WASHINGTON -- Only days before millions of Americans cast their ballots, a climate of suspicion hangs over Tuesday’s national elections.
Accusations of partisan dirty tricks and concerns about long voter lines, voting equipment failures and computer errors are rampant, particularly in key battleground states such as Ohio and Colorado, where absentee and provisional ballots could decide a close election.
“Those will be the states that are the most prone to confusion and chaos and contesting if the election is close or within what some people call the ‘margin of litigation,’ ” said Charles Stewart III, a political science professor at the Massachusetts Institute of Technology.
State and local election officials and partisan watchdogs are on high alert for problems, as is the U.S. Department of Justice. All of them plan to post election monitors at potential trouble spots across the country.
The extra preparations will certainly help, but they haven’t stopped reports of phony election workers showing up at people’s homes to collect their absentee ballots or anonymous callers falsely claiming that voters can stay home on Election Day and cast their ballots by phone.
With concerns running high about voter intimidation, voter suppression and poorly trained poll workers, many think that the integrity of the elections – and the officials who run them – has been compromised. Nowhere is that more true than in Ohio, where Republican Secretary of State Jon Husted has drawn the ire of Democrats by limiting the amount of time for early voting.
“It’s highly unfortunate that the rules of the game have become hyper-politicized,” Stewart said. “It sets up a situation that, regardless of who wins the election next Tuesday, the losers, especially the most zealous partisans, will be set up to doubt the legitimacy of the outcome.”
In their national bid to root out voter fraud, True the Vote, a conservative organization, might have hundreds of thousands of poll watchers nationwide. They plan to challenge voters they suspect of casting ballots illegally. This could slow the election process and force challenged voters to cast provisional ballots, which are counted later.
“True the Vote has reported instances of procedural and technical errors occurring in polls that could lend themselves to abuse,” a statement by group founder Catherine Engelbrecht said.

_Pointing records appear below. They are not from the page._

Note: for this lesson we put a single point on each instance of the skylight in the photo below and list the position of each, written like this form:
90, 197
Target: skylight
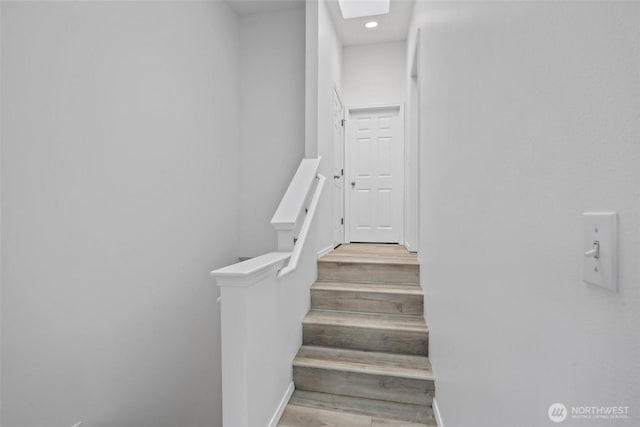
360, 8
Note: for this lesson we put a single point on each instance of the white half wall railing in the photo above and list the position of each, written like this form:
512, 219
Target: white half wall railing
263, 301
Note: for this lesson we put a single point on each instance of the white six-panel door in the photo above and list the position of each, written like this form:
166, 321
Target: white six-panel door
375, 159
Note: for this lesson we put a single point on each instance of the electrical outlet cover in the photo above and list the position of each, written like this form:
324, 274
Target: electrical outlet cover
601, 227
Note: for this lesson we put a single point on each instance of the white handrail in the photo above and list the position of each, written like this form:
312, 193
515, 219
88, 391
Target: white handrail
289, 215
302, 237
263, 302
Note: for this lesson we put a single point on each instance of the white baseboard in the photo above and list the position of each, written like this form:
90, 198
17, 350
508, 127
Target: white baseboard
283, 404
325, 251
436, 413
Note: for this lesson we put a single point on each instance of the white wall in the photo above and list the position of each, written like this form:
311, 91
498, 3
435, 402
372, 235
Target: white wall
374, 74
119, 194
529, 118
321, 81
272, 111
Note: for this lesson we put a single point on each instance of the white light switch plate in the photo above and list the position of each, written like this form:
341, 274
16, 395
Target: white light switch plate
601, 227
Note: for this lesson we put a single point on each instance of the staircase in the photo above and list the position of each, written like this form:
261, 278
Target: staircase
364, 360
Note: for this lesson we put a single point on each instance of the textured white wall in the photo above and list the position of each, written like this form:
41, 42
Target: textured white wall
529, 117
374, 74
272, 111
119, 194
329, 74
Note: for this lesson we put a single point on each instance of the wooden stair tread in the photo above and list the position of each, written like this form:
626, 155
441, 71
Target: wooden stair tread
301, 416
366, 362
385, 288
374, 253
304, 416
358, 259
404, 413
366, 320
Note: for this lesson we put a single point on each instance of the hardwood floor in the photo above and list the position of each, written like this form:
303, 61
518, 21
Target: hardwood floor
364, 359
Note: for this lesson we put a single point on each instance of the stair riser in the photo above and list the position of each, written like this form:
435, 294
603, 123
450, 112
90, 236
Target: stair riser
367, 302
394, 389
368, 273
389, 341
357, 405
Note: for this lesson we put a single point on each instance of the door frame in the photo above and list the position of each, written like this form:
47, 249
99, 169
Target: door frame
342, 175
347, 197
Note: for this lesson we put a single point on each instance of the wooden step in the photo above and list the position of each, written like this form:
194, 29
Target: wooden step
367, 271
371, 375
366, 331
420, 414
303, 416
394, 298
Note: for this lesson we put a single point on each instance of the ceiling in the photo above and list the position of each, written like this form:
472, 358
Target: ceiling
247, 7
392, 27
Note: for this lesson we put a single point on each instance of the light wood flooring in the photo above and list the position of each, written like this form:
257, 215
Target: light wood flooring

Labor organizations and voting rights groups, such as Common Cause and the Lawyers’ Committee for Civil Rights Under Law, also will have poll watchers making sure that voters aren’t harassed, intimidated or threatened by True the Vote members.
“Our monitors will be monitoring their monitors,” said Judith Browne Dianis, a co-director of the Advancement Project, a national nonpartisan voting-rights organization. “We are going to make sure they’re not engaging in bullying at the polling places.”
The recent high-water mark for voter distrust is the 2000 presidential election, when Florida’s disputed votes and the resulting challenge to the U.S. Supreme Court left the race undecided for several weeks. The high court eventually declared Republican George W. Bush the winner.
Concerns about the 2012 election mushroomed last year as Republican state lawmakers around the country introduced a series of restrictive voting laws that critics claimed would affect minorities, college students and the poor disproportionately. Democrats and civil rights advocates argued that the laws were a less-than-subtle attempt to suppress the votes of some of the party’s strongest supporters.